In his work, McMillian explores the complex and fraught connections between history and contemporary culture, not only as they are expressed in American politics, but also as they are manifest in American modernist art traditions. Over the course of his career, his work has questioned the connections between the body of a political nature and the politics of a bodily nature. This exploration is at the fore of this new body of work in the exhibition. Body Politic will include a new monumental work in vinyl, The White House Painting, II, 2018-2020 made from the remnants of The White House Painting made for his Booth Prize exhibition in Austin, TX. He began this new work in 2018. Several works in the exhibition were begun years ago continuing his investigation of the social and political factors that inform our understanding of the body’s symbolic meanings. These are large monochrome sculptures that loosely represent scaled-up organs of the human body made from chicken wire and black fabric. In one particularly gripping example, a snake-like loop, Untitled (entrails), 2019-2020 hangs from steel butcher's hooks mounted into the gallery's ceiling. The work forms a drawing in space, a line describing disembowelment.

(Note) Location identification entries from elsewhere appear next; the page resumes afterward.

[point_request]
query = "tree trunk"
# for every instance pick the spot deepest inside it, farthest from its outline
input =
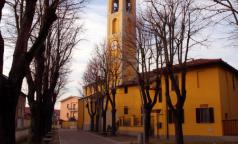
(1, 52)
(104, 121)
(92, 123)
(113, 121)
(8, 102)
(147, 118)
(36, 124)
(97, 122)
(178, 126)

A series of works on paper titled, An Abbreviated History in Abstraction combine mixed media and text to narrate a history of the violence against Black bodies in the name of "science" and of the profit gained from slavery through the present. These works draw on such texts as Harriet A. Washington’s seminal book Medical Apartheid and Killing the Black Body by Dorothy Roberts, amongst others. In these drawings, McMillian holds up the blood-stained land and the often-obscured histories of structural racial violence as a record of one of the many histories of this nation. These histories and their very real present impacts have been brought into increasingly sharp focus by the uneven effects of the COVID-19 pandemic and by the looming Presidential election, where we are certain to see widespread, racially motivated voter suppression.

Rodney McMillian (b. 1969) lives and works in Los Angeles, CA. He received an MFA from the California Institute of the Arts in 2002. In 2019, his solo exhibition at the Underground Museum in Los Angeles featured several video works originally presented in his 2016 solo exhibition at the ICA Philadelphia as well as the first West coast presentation of McMillian’s Opera, Hanging with Clarence, which was staged at the Bethlehem Baptist Church. His monumental installation In this land, 2019 was on view as part of the New Work series at the San Francisco Museum of Modern Art from February 9 – June 9, 2019. He received the Contemporary Austin’s first Suzanne Deal Booth Art Prize in 2016, and the resulting solo exhibition Against a Civic Death was on view in 2018.

In 2016, McMillian had solo exhibitions at the ICA Philadelphia, the Studio Museum in Harlem, and MoMA PS.1. Each of these exhibitions highlighted a particular set of material and conceptual concerns in McMillian’s multivalent practice. The MoMA PS.1 exhibition, Landscape Paintings originated at the Aspen Art Museum, CO (2015) and was curated by Heidi Zuckerman. McMillian’s work was featured in the 2015 Sharjah Biennial, curated by Eungie Joo. His work has also been included in group exhibitions at The National Portrait Gallery, London, MASS MoCA, North Adams, MA; the CCA Wattis Institute, San Francisco, CA; the Astrup Fearnley Museet, Oslo, Norway; The Institute of Contemporary Art, Boston; The Institute of Contemporary Art, Philadelphia; the Contemporary Art Museum Houston; the Museum of Contemporary Art, Los Angeles; the Museum of Contemporary Art, Chicago; the UCLA Hammer Museum, Los Angeles; and the Los Angeles County Museum of Art among many others.